3/14 22:22:38.189787 1748 HA: *** CReadWriteSyncTask::partner_request_completed: Remote write(async) failed, SystemError = 0x4C7, ScsiStatus = 0x0, SenseCode = 0x0, AdSenseCode = 0x0, AdSenseQualifier = 0x0
3/14 22:22:38.189803 1748 HA: CReadWriteSyncTask::complete_task: The 0x00000165BB8F5500 synchronization task has been failed!
3/14 22:22:38.189931 1748 Common: *** iscsi_tcp_dispatch: iscsi_service failed with error: iscsi_service: partially sent PDU has expired, terminating connection.. Reestablish connection to the target iqn.2008-08.com.starwindsoftware:stw04-partnercv4
3/14 22:22:38.189940 3060 HA: HANode::handleCompletionCustomWriteSendRequest: Information about partner node('iqn.2008-08.com.starwindsoftware:stw04-partnercv4') was obtained: active = 0, syncStatus = 2, synchronizerPriority = 0x0, syncCount = 1, hbCount = 1, storageTaskTimeout = 0, lastPerfDegEventElapsedTimeMs = -1, priority = 1.
3/14 22:22:38.189978 3060 HA: *** HA_Partner_iScsi_Device::send_sync_custom_write_scsi_command: EXITing with failure(failed), target is not mounted!
3/14 22:22:38.189978 3488 Common: *** SendCommand: unable to execute iscsi command. Error message: Trying to send command while not logged in..
3/14 22:22:38.190024 3060 func: >>> HASyncNode::solvePartnerCmdSendFailure
3/14 22:22:38.190062 3530 Common: *** SendCommand: unable to execute iscsi command. Error message: Trying to send command while not logged in..
3/14 22:22:38.190092 a80 Common: *** SendCommand: unable to execute iscsi command.

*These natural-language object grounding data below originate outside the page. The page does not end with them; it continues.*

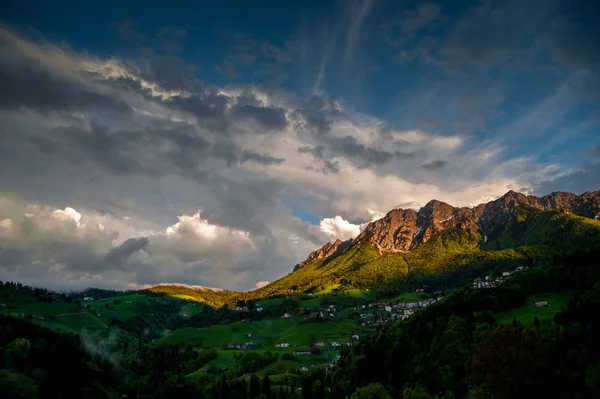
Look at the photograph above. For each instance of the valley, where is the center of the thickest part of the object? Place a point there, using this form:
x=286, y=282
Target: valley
x=309, y=330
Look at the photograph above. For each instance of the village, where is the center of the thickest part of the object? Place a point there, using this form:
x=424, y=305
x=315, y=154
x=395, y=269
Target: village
x=489, y=282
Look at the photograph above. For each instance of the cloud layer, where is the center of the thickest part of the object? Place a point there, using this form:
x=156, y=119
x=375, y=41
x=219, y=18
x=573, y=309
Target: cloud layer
x=131, y=170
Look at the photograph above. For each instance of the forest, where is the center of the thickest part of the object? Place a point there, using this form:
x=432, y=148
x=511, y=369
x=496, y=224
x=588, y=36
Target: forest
x=454, y=349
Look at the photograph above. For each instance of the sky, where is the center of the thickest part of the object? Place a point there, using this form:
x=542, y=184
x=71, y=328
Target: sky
x=218, y=143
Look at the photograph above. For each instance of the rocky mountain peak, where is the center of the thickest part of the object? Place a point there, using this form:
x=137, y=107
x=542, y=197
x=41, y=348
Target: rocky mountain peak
x=325, y=253
x=392, y=233
x=401, y=230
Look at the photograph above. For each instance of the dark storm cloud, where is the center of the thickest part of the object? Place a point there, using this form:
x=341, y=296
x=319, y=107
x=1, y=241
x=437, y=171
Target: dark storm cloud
x=24, y=86
x=167, y=71
x=317, y=151
x=251, y=156
x=11, y=257
x=208, y=106
x=325, y=165
x=270, y=118
x=79, y=145
x=576, y=45
x=435, y=165
x=361, y=155
x=118, y=255
x=319, y=113
x=489, y=33
x=585, y=177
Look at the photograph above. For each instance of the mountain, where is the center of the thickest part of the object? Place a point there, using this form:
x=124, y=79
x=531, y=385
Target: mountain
x=438, y=245
x=402, y=230
x=456, y=243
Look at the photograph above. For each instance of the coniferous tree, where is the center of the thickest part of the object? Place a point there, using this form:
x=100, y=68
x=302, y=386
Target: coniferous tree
x=266, y=387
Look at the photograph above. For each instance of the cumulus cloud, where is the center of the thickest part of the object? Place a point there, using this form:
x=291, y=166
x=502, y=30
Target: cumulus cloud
x=131, y=171
x=260, y=284
x=337, y=227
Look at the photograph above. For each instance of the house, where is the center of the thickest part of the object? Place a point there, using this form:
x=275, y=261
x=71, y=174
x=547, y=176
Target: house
x=302, y=352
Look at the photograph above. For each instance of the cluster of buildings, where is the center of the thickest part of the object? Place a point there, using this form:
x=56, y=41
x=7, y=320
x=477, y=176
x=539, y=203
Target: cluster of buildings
x=400, y=310
x=488, y=282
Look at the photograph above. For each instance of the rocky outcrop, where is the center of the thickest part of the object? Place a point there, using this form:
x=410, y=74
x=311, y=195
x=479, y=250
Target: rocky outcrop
x=404, y=229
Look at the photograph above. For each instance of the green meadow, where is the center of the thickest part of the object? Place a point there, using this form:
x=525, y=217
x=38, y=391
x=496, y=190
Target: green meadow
x=298, y=331
x=525, y=314
x=59, y=315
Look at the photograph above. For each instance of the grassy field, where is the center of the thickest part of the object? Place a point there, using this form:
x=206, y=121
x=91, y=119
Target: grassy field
x=73, y=324
x=528, y=311
x=192, y=309
x=410, y=297
x=119, y=307
x=271, y=302
x=59, y=315
x=279, y=330
x=327, y=290
x=299, y=331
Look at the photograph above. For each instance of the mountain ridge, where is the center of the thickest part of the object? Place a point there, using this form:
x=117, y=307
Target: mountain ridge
x=402, y=230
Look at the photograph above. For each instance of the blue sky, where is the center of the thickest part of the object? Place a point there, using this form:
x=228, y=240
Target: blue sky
x=216, y=143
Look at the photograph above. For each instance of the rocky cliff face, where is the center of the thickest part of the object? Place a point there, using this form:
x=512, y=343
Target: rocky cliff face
x=404, y=229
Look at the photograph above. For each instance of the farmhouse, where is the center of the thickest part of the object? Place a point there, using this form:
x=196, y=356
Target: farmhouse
x=302, y=352
x=236, y=345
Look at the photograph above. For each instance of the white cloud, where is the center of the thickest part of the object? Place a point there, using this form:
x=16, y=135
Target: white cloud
x=339, y=228
x=260, y=284
x=149, y=187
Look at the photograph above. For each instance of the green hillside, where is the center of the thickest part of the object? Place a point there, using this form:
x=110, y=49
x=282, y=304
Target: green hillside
x=446, y=260
x=59, y=314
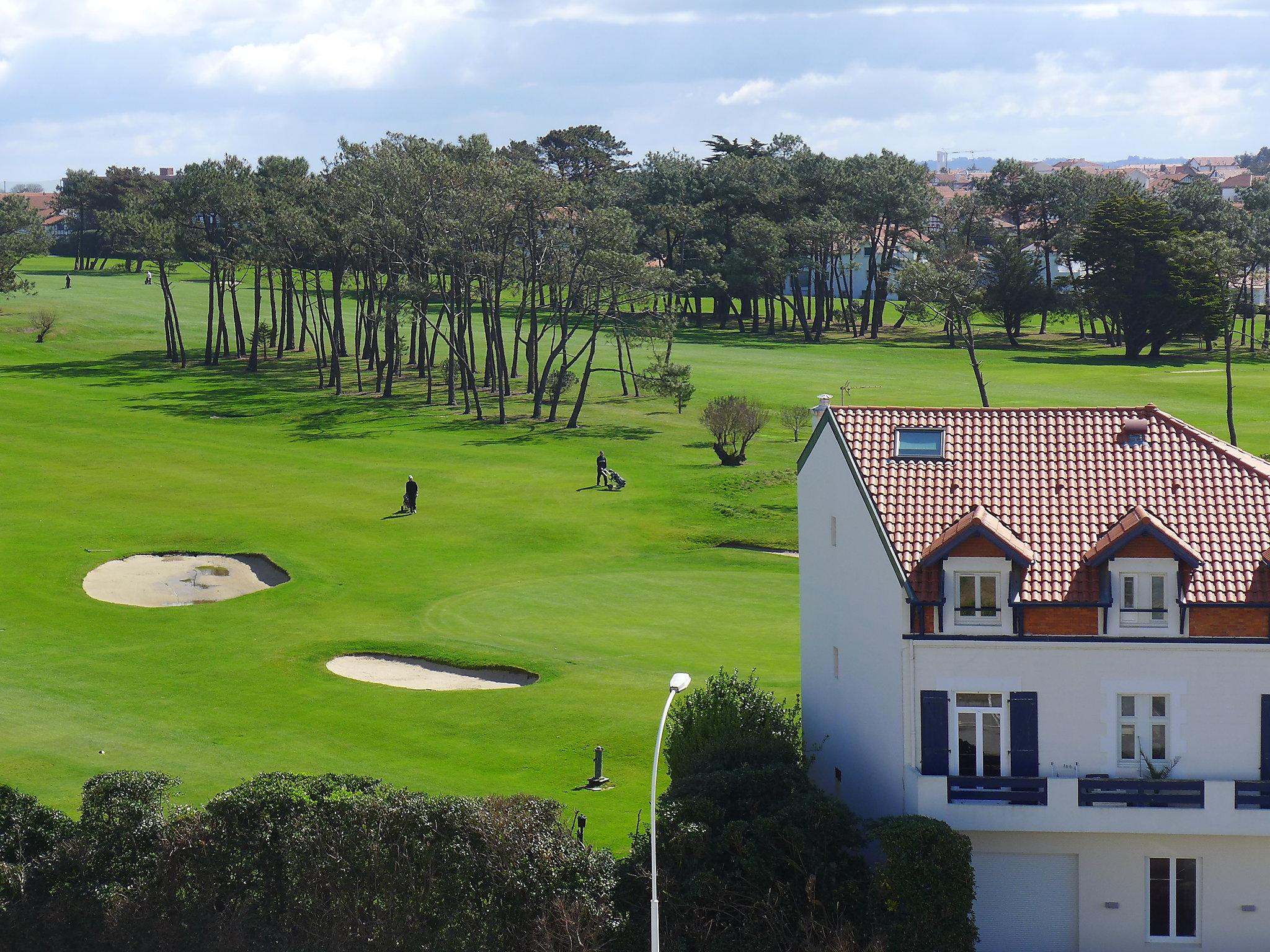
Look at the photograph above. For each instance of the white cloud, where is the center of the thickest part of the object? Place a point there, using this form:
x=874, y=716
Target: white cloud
x=345, y=56
x=750, y=93
x=1059, y=104
x=1088, y=11
x=611, y=15
x=338, y=60
x=42, y=148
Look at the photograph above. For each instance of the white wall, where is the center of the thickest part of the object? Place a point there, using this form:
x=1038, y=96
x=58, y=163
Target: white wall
x=1112, y=868
x=851, y=599
x=1214, y=697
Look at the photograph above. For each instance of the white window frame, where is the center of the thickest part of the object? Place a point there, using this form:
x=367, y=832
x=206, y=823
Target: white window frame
x=1142, y=569
x=920, y=430
x=1145, y=721
x=957, y=734
x=951, y=619
x=1173, y=902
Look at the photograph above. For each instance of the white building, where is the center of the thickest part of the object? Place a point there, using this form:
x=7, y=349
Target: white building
x=1052, y=630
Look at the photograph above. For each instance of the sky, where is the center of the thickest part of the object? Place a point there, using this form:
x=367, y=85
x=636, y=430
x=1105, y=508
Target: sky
x=162, y=83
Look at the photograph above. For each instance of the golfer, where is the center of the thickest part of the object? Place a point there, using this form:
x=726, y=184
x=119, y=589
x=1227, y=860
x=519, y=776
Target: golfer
x=412, y=494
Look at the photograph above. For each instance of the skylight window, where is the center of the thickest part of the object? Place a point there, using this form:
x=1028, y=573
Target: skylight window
x=920, y=443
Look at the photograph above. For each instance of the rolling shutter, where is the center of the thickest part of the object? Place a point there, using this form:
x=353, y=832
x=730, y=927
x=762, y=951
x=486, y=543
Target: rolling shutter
x=1024, y=747
x=935, y=733
x=1026, y=903
x=1265, y=736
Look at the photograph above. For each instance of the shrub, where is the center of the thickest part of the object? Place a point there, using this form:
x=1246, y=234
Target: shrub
x=29, y=829
x=671, y=380
x=925, y=885
x=751, y=855
x=296, y=863
x=733, y=421
x=42, y=322
x=562, y=381
x=728, y=723
x=794, y=418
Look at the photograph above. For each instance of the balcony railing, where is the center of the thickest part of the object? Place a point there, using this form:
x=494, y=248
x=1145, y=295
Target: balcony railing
x=1141, y=792
x=1024, y=791
x=1251, y=795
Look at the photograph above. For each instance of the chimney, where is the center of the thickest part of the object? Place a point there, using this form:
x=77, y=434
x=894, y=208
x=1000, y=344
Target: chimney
x=821, y=408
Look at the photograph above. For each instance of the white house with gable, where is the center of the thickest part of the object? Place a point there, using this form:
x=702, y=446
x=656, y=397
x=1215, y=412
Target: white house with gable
x=1050, y=628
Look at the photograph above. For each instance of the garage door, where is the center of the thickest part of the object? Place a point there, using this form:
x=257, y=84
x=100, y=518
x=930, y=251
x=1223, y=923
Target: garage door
x=1025, y=902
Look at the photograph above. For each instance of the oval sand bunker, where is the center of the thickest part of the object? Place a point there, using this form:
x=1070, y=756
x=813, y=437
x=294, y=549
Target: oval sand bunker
x=422, y=674
x=177, y=579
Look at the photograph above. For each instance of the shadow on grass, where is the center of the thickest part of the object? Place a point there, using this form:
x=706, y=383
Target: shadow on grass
x=285, y=394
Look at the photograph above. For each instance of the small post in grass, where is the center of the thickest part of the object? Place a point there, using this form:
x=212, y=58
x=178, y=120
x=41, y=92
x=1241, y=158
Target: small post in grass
x=598, y=780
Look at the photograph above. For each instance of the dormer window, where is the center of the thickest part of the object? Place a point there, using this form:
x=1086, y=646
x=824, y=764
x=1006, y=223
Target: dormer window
x=978, y=598
x=1142, y=599
x=918, y=443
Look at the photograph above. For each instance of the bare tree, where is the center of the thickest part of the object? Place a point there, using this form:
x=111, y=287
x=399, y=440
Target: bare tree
x=42, y=322
x=794, y=418
x=943, y=287
x=733, y=421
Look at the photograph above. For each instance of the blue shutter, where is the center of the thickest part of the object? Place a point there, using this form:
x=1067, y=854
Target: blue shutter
x=1265, y=736
x=935, y=733
x=1024, y=742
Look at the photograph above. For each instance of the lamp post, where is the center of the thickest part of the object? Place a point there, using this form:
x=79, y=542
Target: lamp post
x=677, y=683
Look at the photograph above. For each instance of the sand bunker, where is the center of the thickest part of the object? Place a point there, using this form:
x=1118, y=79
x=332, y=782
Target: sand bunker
x=422, y=674
x=746, y=546
x=179, y=579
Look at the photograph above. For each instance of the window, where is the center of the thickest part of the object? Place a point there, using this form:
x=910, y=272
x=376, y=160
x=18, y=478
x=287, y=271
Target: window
x=1143, y=728
x=978, y=599
x=978, y=734
x=1173, y=897
x=1142, y=601
x=920, y=443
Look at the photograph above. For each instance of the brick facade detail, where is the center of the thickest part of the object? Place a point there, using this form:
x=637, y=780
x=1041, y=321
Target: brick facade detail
x=1054, y=620
x=1230, y=622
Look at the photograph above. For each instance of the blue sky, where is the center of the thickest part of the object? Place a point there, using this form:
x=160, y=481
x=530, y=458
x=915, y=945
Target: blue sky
x=92, y=83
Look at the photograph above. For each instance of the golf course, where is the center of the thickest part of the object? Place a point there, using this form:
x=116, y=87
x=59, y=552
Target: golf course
x=515, y=559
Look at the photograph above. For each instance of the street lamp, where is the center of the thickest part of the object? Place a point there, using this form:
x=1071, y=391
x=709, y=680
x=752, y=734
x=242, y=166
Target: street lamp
x=678, y=683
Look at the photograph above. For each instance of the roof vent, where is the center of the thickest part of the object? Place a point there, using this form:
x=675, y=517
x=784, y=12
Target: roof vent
x=1134, y=432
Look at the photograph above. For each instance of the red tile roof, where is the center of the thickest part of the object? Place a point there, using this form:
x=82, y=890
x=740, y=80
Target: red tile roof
x=1133, y=524
x=43, y=202
x=1059, y=480
x=978, y=521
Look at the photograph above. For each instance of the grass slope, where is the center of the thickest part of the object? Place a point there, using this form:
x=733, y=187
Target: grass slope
x=512, y=559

Error message: Trying to send command while not logged in..
3/14 22:22:38.190113 a80 HA: *** CNIXInitiator::SendCommand: unable to send a command (1627)!
3/14 22:22:38.190135 4670 Common: *** SendCommand: unable to execute iscsi command. Error message: Trying to send command while not logged in..
3/14 22:22:38.190158 2950 HA: HANode::handleCompletionCustomWriteSendRequest: Information about partner node('iqn.2008-08.com.starwindsoftware:stw04-partnercv4') was obtained: active = 0, syncStatus = 2, synchronizerPriority = 0x0, syncCount = 1, hbCount = 1, storageTaskTimeout = 0, lastPerfDegEventElapsedTimeMs = -1, priority = 1.
3/14 22:22:38.190030 b6c Common: *** SendCommand: unable to execute iscsi command. Error message: Trying to send command while not logged in..
3/14 22:22:38.190080 29d8 Common: *** SendCommand: unable to execute iscsi command. Error message: Trying to send command while not logged in..
3/14 22:22:38.190099 3530 HA: *** CNIXInitiator::SendCommand: unable to send a command (1627)!
3/14 22:22:38.190046 51b8 Common: *** SendCommand: unable to execute iscsi command. Error message: Trying to send command while not logged in..
Underlying storage is healthy and performing normal (e.g. over 10k iops and just south of 1 Gbps of throughput).
I have tried to eleminate the crosslinks by taking one of two out, same result. Rebooted the failing node.
Can someone point me in a direction where to troubleshoot further?